Every few months the security industry discovers that AI agents need identities, and reintroduces a problem it already solved. The current framing — "agentic identity," a new frontier requiring new primitives — is mostly wrong. What agents actually need is two old, boring, standardized things stitched together. The interesting part is not either thing. It's the stitch.

Start with the problem everyone agrees on. Agents are machine identities, and machine identities have quietly overrun the fleet. CyberArk's 2025 Identity Security Landscape puts them at more than 80 to 1 over humans, driven by cloud and AI, with API keys named among the leading breach vectors. An agent handed a static API key at deploy time is that statistic — a long-lived, over-scoped secret sitting in an environment variable, waiting to leak. This is the same secret-sprawl exposure that has haunted microservices for a decade, now multiplied by every agent you spin up.

What SPIFFE actually does#

SPIFFE — Secure Production Identity Framework For Everyone — is the CNCF-graduated answer to exactly this, and its central move is almost counterintuitive: a workload has no authentication secret at all.

The SPIFFE Workload API is served on a local Unix domain socket with no handshake, no token, nothing to steal. When a process asks for its identity, SPIRE (the runtime implementation) runs an attestor: it inspects the calling process's OS and kernel properties — its path, its uid, its Kubernetes service account, its cgroup — and matches them against registered selectors. The workload doesn't present a credential. It proves what it is, and gets back an SVID: a short-lived, auto-rotated identity document, either an X.509 certificate with the SPIFFE ID in its SAN (for mutual TLS) or a signed JWT (for HTTP).

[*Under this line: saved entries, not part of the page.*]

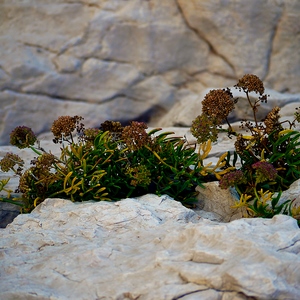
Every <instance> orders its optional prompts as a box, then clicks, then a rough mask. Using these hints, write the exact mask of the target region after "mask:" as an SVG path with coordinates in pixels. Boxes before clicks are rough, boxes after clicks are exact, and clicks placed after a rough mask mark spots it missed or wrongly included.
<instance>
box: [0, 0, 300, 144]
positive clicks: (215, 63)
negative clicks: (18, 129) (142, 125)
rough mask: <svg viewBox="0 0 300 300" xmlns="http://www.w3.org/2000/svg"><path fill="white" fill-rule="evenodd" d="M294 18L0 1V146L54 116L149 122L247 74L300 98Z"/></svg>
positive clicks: (237, 4)
mask: <svg viewBox="0 0 300 300" xmlns="http://www.w3.org/2000/svg"><path fill="white" fill-rule="evenodd" d="M299 12H300V2H299V1H290V0H281V1H275V2H274V1H273V2H272V1H271V2H270V1H267V0H253V1H248V2H247V3H244V2H243V3H242V2H237V1H234V0H230V1H225V2H224V1H223V2H222V1H221V2H220V1H216V0H213V1H211V0H209V1H208V0H191V1H184V0H164V1H160V0H151V1H144V0H127V1H123V0H113V1H107V0H78V1H69V0H62V1H50V0H46V1H43V2H42V3H41V2H40V1H22V2H16V1H8V0H4V1H2V2H1V15H0V16H1V28H0V41H1V43H0V102H1V110H0V120H1V121H0V144H1V145H4V144H7V143H8V138H7V136H8V134H9V133H10V131H11V130H12V129H13V128H14V127H16V126H18V125H19V124H20V123H22V124H24V125H26V126H29V127H32V128H33V129H34V130H35V132H36V133H41V132H43V131H45V130H47V129H49V128H50V126H51V122H52V121H53V120H54V119H55V118H57V117H58V116H60V115H75V114H77V115H79V114H80V115H82V116H83V117H85V119H86V120H88V122H90V124H86V125H90V126H99V124H100V123H101V122H104V121H105V120H107V119H111V120H117V119H118V120H121V121H128V120H132V119H142V120H146V121H147V120H150V121H151V120H152V119H153V118H154V119H157V118H158V116H163V115H164V114H165V113H166V112H167V111H168V110H169V109H170V108H171V107H173V105H174V104H176V103H178V102H179V101H180V100H182V99H194V98H195V95H198V94H199V93H201V92H202V91H203V90H204V89H205V88H208V87H225V86H232V85H233V84H235V83H236V80H237V79H238V78H239V77H240V76H242V75H243V74H245V73H254V74H256V75H258V76H259V77H260V78H261V79H262V80H263V81H264V83H265V84H266V87H268V88H271V89H275V90H276V91H278V92H289V93H299V92H300V90H299V78H300V54H299V51H298V50H299V45H300V38H299V37H300V35H299ZM169 125H170V124H169Z"/></svg>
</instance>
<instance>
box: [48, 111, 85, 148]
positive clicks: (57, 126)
mask: <svg viewBox="0 0 300 300" xmlns="http://www.w3.org/2000/svg"><path fill="white" fill-rule="evenodd" d="M82 119H83V118H82V117H80V116H74V117H70V116H61V117H59V118H58V119H57V120H55V121H54V122H53V124H52V127H51V131H52V133H53V135H54V137H55V140H54V141H55V142H58V141H60V140H61V139H64V138H68V137H70V136H72V132H73V131H74V130H75V129H76V128H77V131H80V130H82V127H83V125H82V124H80V121H81V120H82Z"/></svg>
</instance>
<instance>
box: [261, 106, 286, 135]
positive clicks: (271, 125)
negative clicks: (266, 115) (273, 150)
mask: <svg viewBox="0 0 300 300" xmlns="http://www.w3.org/2000/svg"><path fill="white" fill-rule="evenodd" d="M279 111H280V108H279V107H278V106H275V107H274V108H273V109H272V110H271V111H270V112H269V113H268V114H267V116H266V119H265V120H264V123H265V125H266V133H268V134H270V133H272V132H273V131H275V130H277V131H280V130H282V126H281V125H280V122H279V118H280V115H279Z"/></svg>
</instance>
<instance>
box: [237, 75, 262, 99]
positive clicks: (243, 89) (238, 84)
mask: <svg viewBox="0 0 300 300" xmlns="http://www.w3.org/2000/svg"><path fill="white" fill-rule="evenodd" d="M235 87H237V88H239V89H243V91H244V92H247V93H250V92H255V93H258V94H260V95H261V96H262V95H263V93H264V92H265V88H264V84H263V82H262V81H261V80H260V79H259V77H257V76H256V75H253V74H246V75H244V76H243V77H242V78H241V79H239V82H238V83H237V84H236V85H235Z"/></svg>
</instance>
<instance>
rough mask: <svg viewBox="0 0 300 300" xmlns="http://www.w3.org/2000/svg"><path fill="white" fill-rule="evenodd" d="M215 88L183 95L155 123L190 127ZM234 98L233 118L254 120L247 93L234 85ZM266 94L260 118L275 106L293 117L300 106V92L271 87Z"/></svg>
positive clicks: (206, 89) (260, 113) (253, 95)
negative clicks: (170, 108)
mask: <svg viewBox="0 0 300 300" xmlns="http://www.w3.org/2000/svg"><path fill="white" fill-rule="evenodd" d="M213 89H214V88H207V89H205V90H204V91H203V92H202V93H200V94H199V95H196V94H194V95H191V94H190V95H187V96H186V97H182V99H181V100H180V101H178V102H177V103H176V104H174V106H173V107H172V108H171V109H170V110H169V111H168V113H166V114H165V115H164V116H162V117H161V118H160V119H159V120H157V121H156V122H155V123H156V124H157V125H158V126H179V125H180V126H186V127H190V126H191V125H192V121H193V120H194V119H195V118H196V117H197V116H198V115H200V114H201V113H202V101H203V99H204V97H205V95H206V94H207V93H209V91H211V90H213ZM230 90H231V92H232V94H233V97H234V98H238V99H239V100H238V102H237V104H236V105H235V109H234V111H233V112H232V113H230V114H229V116H228V118H229V119H231V120H234V121H235V120H243V119H248V120H253V113H252V110H251V108H250V107H249V105H248V102H247V98H246V96H245V93H243V92H240V91H238V90H237V89H235V88H234V87H230ZM265 94H267V95H269V97H268V102H267V103H262V104H261V105H260V107H259V109H258V111H257V118H258V120H262V119H264V118H265V117H266V115H267V114H268V113H269V112H270V110H271V109H272V108H273V107H274V106H278V107H280V108H282V109H281V111H280V115H281V116H282V117H283V118H284V117H291V116H293V115H294V113H295V108H296V107H300V94H288V93H279V92H277V91H274V90H271V89H265ZM250 98H251V100H252V101H253V102H254V100H255V99H257V94H255V93H251V94H250Z"/></svg>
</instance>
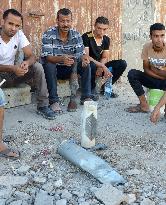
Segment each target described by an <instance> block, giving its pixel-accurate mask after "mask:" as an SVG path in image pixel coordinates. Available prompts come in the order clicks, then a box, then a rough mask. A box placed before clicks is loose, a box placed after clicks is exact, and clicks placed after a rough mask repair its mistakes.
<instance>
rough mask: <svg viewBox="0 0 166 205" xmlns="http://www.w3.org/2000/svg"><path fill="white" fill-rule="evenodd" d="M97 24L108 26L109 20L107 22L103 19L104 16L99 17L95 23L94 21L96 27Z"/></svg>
mask: <svg viewBox="0 0 166 205" xmlns="http://www.w3.org/2000/svg"><path fill="white" fill-rule="evenodd" d="M97 23H100V24H105V25H109V20H108V19H107V18H106V17H104V16H99V17H98V18H97V19H96V21H95V25H96V24H97Z"/></svg>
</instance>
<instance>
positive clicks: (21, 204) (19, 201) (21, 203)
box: [10, 200, 22, 205]
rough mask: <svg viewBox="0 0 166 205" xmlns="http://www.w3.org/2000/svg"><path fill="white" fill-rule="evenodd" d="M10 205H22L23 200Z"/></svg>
mask: <svg viewBox="0 0 166 205" xmlns="http://www.w3.org/2000/svg"><path fill="white" fill-rule="evenodd" d="M10 205H22V200H17V201H12V202H11V203H10Z"/></svg>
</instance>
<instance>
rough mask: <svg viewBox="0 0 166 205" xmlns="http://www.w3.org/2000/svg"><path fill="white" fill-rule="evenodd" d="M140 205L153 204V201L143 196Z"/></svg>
mask: <svg viewBox="0 0 166 205" xmlns="http://www.w3.org/2000/svg"><path fill="white" fill-rule="evenodd" d="M140 205H155V202H154V201H152V200H150V199H149V198H145V199H143V201H141V203H140Z"/></svg>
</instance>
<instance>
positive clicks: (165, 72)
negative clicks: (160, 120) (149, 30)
mask: <svg viewBox="0 0 166 205" xmlns="http://www.w3.org/2000/svg"><path fill="white" fill-rule="evenodd" d="M150 38H151V41H150V42H148V43H146V44H145V45H144V46H143V50H142V55H141V57H142V60H143V69H144V72H142V71H140V70H135V69H132V70H130V71H129V73H128V80H129V83H130V85H131V87H132V88H133V90H134V92H135V94H136V95H137V97H138V99H139V104H138V105H137V106H133V107H129V108H128V109H127V111H128V112H132V113H136V112H148V111H149V105H148V103H147V100H146V97H145V91H144V89H143V86H145V87H147V88H151V89H160V90H166V45H165V26H164V25H163V24H161V23H155V24H153V25H151V26H150Z"/></svg>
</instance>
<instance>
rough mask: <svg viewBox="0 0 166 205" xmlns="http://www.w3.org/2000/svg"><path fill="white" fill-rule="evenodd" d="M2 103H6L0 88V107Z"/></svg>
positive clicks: (3, 103)
mask: <svg viewBox="0 0 166 205" xmlns="http://www.w3.org/2000/svg"><path fill="white" fill-rule="evenodd" d="M4 105H6V101H5V95H4V93H3V91H2V89H1V88H0V107H3V106H4Z"/></svg>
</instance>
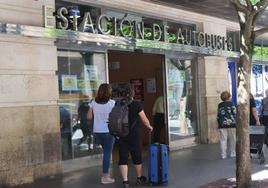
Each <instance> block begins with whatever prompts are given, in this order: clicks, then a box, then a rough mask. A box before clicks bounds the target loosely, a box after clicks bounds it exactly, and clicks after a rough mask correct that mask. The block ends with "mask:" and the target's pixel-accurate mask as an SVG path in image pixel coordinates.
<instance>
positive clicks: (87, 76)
mask: <svg viewBox="0 0 268 188" xmlns="http://www.w3.org/2000/svg"><path fill="white" fill-rule="evenodd" d="M85 78H86V80H98V68H97V66H96V65H85Z"/></svg>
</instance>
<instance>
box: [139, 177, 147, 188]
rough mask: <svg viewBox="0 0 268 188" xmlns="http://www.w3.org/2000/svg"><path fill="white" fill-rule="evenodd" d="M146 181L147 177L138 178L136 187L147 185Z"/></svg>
mask: <svg viewBox="0 0 268 188" xmlns="http://www.w3.org/2000/svg"><path fill="white" fill-rule="evenodd" d="M146 181H147V178H146V177H145V176H141V177H138V178H137V180H136V185H137V186H140V185H144V184H146Z"/></svg>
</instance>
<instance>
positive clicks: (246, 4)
mask: <svg viewBox="0 0 268 188" xmlns="http://www.w3.org/2000/svg"><path fill="white" fill-rule="evenodd" d="M229 1H230V2H231V4H233V5H234V7H235V9H236V11H237V15H238V20H239V24H240V60H239V65H238V67H239V68H238V92H237V93H238V105H237V129H236V130H237V131H236V136H237V142H236V154H237V157H236V182H237V187H239V188H249V187H251V162H250V152H249V129H248V126H247V125H249V91H250V73H251V65H252V55H253V48H254V40H255V39H256V37H258V36H259V35H262V34H264V33H266V32H268V28H261V29H257V30H256V29H255V26H256V20H257V18H258V16H259V15H261V14H262V13H263V11H264V10H265V8H266V6H267V4H268V0H243V1H242V0H229Z"/></svg>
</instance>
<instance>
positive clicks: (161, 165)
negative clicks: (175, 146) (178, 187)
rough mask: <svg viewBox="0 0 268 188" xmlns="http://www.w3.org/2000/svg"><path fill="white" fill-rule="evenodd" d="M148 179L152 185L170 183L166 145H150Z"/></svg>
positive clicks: (149, 148) (149, 150) (158, 144)
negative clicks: (169, 180)
mask: <svg viewBox="0 0 268 188" xmlns="http://www.w3.org/2000/svg"><path fill="white" fill-rule="evenodd" d="M148 178H149V183H150V184H151V185H159V184H166V183H168V148H167V145H165V144H158V143H155V144H150V146H149V164H148Z"/></svg>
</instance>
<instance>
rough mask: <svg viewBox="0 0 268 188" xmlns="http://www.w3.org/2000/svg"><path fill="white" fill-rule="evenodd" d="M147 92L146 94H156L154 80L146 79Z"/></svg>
mask: <svg viewBox="0 0 268 188" xmlns="http://www.w3.org/2000/svg"><path fill="white" fill-rule="evenodd" d="M147 92H148V93H156V84H155V78H148V79H147Z"/></svg>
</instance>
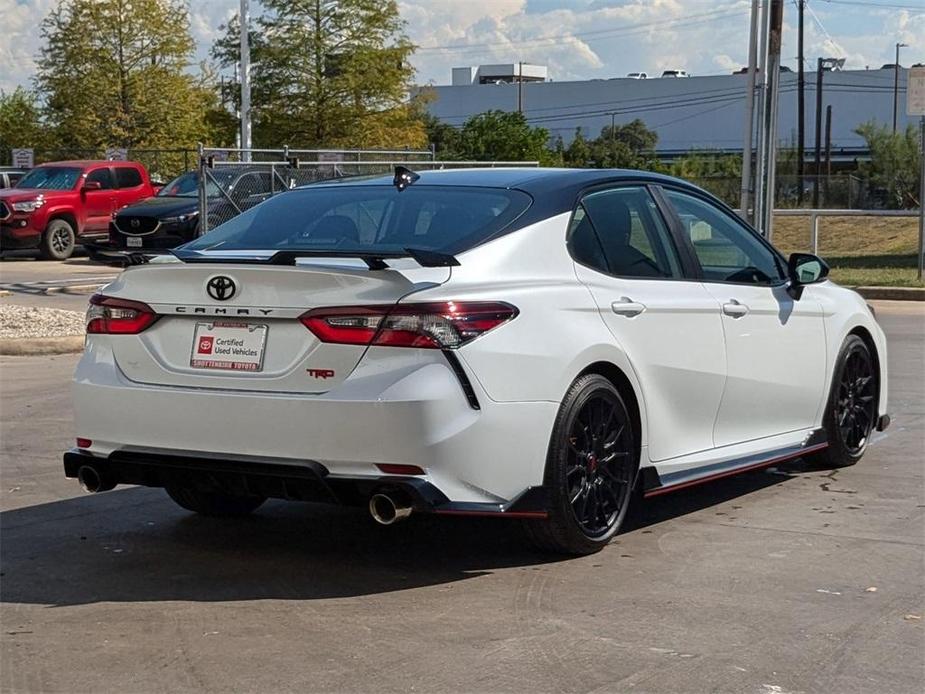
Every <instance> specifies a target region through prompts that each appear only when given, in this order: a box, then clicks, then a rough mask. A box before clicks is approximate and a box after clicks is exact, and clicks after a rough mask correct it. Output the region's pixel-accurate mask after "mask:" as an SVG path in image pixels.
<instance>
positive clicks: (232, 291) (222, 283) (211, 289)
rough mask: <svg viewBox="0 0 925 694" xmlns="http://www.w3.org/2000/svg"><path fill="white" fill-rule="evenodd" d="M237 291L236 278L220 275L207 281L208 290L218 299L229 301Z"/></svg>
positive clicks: (207, 288) (211, 293) (213, 296)
mask: <svg viewBox="0 0 925 694" xmlns="http://www.w3.org/2000/svg"><path fill="white" fill-rule="evenodd" d="M236 291H237V285H236V284H235V283H234V280H233V279H231V278H230V277H225V275H218V276H217V277H213V278H212V279H210V280H209V281H208V282H206V292H207V293H208V294H209V296H211V297H212V298H213V299H215V300H216V301H227V300H228V299H230V298H231V297H233V296H234V293H235V292H236Z"/></svg>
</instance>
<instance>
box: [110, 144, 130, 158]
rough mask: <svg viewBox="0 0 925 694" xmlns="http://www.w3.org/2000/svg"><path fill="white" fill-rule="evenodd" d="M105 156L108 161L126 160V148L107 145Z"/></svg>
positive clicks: (127, 157) (126, 156)
mask: <svg viewBox="0 0 925 694" xmlns="http://www.w3.org/2000/svg"><path fill="white" fill-rule="evenodd" d="M106 158H107V159H108V160H109V161H128V150H127V149H125V148H124V147H108V148H107V149H106Z"/></svg>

Lifetimes run around an hour and can be cut to minutes.

SPIFFE's whole idea is that identity should be something a workload is, attested from its runtime, not something it holds, waiting to be exfiltrated.

For an agent running inside infrastructure you control, this is genuinely the right answer. No baked-in key, automatic rotation, mutual authentication by default. The API-key problem, gone.

The half it doesn't touch#

Here is where the "new frontier" story quietly falls apart, and where the real engineering is.

SPIFFE answers one question: what workload is this? But an AI agent is not a normal workload. It is a single process acting on behalf of many different users, fanning out to many downstream services, each of which wants to know not just "which agent is calling" but "for whom, with what rights." That is a delegation question, and SPIFFE does not answer it. It was never meant to.

The answer to that question is also already standardized — it's just in a different document. RFC 8693, OAuth 2.0 Token Exchange, published back in 2020, defines exactly this: a subject_token for the principal you're acting on behalf of, an actor_token for the delegated actor, and a may_act claim the authorization server checks to decide whether that impersonation is even allowed. This is the on-behalf-of layer. It is the missing half of agent identity, and it is five years old.

So the actual agent-identity stack is a composition, not an invention:

Notice what nobody did: invent a new protocol. Google's A2A, now under the Linux Foundation, explicitly declined to define its own identity system and hands auth to OAuth, OIDC, or mTLS advertised in an Agent Card. The scoop of 2026 is the absence of a new primitive — the same standards bodies that already control the plumbing simply pointed agents at the primitives they shipped years ago.

The seam is the story#

If it all composes so neatly, why is anyone still writing about it? Because the composition has a seam, and the seam is exactly where agents live.

Attestation only reaches as far as your infrastructure can attest. SPIFFE gives you clean, secretless identity inside a trust domain you control — your cluster, your cloud account, your mesh. The instant the agent is a hosted SaaS agent, or makes a cross-organization A2A call to someone else's agent, you have left that trust domain. There is no shared attestor across a company boundary. You are back to federation, trust-domain bridging, and token exchange between authorities that have to be taught to trust each other.

That boundary — inside a domain I can attest versus a cross-org agent call I can only federate — is the unglamorous frontier. It's not a missing protocol; it's the operational hard part of wiring SPIFFE trust domains to OAuth authorization servers so that a delegated identity survives the hop from your infrastructure into someone else's. HashiCorp is already building toward it, shipping native SPIFFE into Vault with a secrets engine that mints JWT-SVIDs for non-human actors — plumbing to carry attested identity to the edge of the domain, where OAuth takes over.

The lesson for anyone building agents is deflating and useful in equal measure. You do not need to wait for an "agent identity standard." It exists, in pieces, and has for years. What you need to do is the integration work at the seam — and to stop deploying agents with the one thing all of this was built to abolish: a long-lived key in an environment variable.